2. While the rice is cooking, in a small saucepan, bring 2/3 cup Coconut Milk, 1/2 cup Sugar, and 1/2 tsp Salt to a simmer on medium heat. Whisk until sugar is fully dissolved. Turn off heat.
3. After 10 minutes is up, remove rice bowl from Instant Pot. Pour the warm Coconut Sauce onto the rice and use a rice spatula to mix well. Cover the bowl with aluminum foil and let it sit until the liquid is absorbed for 30 minutes. Half way through, give the rice a mix, cover and continue to let it sit.

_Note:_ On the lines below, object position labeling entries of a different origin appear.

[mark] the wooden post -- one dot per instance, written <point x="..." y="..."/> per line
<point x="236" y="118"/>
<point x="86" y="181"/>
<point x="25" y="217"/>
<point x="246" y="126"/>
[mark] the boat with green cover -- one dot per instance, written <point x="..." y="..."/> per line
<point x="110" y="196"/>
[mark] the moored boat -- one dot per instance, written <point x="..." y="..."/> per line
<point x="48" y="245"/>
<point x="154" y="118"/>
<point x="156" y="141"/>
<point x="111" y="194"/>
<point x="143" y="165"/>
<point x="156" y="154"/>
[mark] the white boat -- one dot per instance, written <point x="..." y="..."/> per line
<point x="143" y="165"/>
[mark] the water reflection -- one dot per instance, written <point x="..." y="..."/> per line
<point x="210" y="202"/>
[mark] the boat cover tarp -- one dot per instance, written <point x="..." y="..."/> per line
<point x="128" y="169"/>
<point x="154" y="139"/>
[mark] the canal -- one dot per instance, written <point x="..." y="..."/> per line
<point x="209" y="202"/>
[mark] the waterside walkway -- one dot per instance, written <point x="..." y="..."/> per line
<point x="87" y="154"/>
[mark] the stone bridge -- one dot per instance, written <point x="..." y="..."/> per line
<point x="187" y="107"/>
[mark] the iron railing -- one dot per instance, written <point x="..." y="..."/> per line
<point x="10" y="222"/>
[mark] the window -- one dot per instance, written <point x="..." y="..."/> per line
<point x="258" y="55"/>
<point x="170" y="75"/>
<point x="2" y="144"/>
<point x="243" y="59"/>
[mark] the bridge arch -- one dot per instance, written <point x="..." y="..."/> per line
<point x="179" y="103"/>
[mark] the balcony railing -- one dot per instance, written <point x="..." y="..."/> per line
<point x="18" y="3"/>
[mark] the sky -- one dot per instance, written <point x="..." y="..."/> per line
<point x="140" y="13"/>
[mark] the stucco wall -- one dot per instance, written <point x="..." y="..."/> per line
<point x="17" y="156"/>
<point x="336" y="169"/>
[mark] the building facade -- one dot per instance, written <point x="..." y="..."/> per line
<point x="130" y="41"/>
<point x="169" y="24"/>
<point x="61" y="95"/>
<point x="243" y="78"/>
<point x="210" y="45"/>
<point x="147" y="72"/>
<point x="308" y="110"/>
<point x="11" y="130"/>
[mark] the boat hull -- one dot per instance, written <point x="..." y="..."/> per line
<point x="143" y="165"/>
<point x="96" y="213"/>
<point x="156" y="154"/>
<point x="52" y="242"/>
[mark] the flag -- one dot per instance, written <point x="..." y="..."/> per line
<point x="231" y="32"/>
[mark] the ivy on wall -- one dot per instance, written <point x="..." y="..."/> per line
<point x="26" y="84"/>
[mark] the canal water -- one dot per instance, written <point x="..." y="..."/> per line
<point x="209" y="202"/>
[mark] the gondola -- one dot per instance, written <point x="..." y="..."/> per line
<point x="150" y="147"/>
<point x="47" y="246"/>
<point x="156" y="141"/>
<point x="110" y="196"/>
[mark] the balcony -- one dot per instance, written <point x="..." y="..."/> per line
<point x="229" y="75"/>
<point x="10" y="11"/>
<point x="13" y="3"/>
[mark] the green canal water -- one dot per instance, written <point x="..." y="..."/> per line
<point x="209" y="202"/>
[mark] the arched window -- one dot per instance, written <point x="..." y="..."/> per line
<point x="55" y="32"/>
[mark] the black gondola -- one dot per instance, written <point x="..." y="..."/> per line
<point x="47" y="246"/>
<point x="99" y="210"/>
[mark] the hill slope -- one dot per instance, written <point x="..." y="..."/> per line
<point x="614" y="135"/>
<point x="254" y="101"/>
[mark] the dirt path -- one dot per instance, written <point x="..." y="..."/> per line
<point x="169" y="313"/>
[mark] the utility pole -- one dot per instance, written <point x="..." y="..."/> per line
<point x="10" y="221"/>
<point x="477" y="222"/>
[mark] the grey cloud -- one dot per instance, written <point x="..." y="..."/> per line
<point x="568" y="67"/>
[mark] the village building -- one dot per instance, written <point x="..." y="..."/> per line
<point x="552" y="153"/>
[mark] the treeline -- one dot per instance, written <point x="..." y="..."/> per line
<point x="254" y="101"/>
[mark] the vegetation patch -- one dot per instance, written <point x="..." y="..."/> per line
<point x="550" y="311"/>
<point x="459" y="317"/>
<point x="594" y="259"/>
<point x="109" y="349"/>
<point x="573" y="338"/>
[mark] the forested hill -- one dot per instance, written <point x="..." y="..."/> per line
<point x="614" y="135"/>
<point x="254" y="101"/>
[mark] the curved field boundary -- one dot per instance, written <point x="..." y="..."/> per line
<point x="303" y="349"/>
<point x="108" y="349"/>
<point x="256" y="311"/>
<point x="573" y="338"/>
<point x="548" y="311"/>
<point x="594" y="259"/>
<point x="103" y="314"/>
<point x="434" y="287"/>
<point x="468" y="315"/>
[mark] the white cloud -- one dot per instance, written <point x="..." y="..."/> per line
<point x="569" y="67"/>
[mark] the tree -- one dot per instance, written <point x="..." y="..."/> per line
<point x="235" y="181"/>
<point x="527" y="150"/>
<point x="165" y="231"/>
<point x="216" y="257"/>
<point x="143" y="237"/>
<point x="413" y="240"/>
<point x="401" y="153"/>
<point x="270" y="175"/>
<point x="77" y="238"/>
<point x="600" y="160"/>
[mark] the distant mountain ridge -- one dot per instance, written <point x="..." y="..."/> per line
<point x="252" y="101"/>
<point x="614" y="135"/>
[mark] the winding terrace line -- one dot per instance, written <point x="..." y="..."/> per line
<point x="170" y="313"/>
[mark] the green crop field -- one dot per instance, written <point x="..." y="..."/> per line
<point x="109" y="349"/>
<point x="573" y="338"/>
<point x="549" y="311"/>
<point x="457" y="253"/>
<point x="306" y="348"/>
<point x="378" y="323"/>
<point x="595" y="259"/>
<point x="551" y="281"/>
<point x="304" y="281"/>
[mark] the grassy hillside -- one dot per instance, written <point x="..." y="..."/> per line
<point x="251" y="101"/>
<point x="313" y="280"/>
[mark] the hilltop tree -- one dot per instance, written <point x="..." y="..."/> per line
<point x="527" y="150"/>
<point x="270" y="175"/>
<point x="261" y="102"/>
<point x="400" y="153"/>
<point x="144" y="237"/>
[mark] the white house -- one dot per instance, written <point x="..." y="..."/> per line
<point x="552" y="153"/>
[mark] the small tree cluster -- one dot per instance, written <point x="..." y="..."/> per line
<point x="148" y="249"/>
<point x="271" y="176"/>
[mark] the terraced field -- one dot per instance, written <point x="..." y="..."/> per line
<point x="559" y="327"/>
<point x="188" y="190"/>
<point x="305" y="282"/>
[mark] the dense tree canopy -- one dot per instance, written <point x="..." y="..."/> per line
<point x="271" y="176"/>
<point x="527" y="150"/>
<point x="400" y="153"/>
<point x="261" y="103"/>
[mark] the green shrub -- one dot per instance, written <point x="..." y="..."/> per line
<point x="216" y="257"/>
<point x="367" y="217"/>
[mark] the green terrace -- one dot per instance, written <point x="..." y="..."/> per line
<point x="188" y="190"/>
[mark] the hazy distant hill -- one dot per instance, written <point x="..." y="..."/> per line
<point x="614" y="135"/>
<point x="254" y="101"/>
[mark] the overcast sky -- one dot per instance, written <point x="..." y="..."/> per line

4. To make the Salted Coconut cream, heat 1/2 cup Coconut Milk, 1 tsp Cornstarch + 1 Tbsp Water mixture, and 1/4 tsp Salt in a small saucepan on medium heat. Whisk until the cream has thickened. Once you start seeing bubbles, turn off the heat.
5. When ready to serve, plate the sticky rice on a plate, drizzle/pour some Salted Coconut Cream onto the rice, and sprinkle some toasted sesame seeds on top. Serve with sliced or diced ripe mango.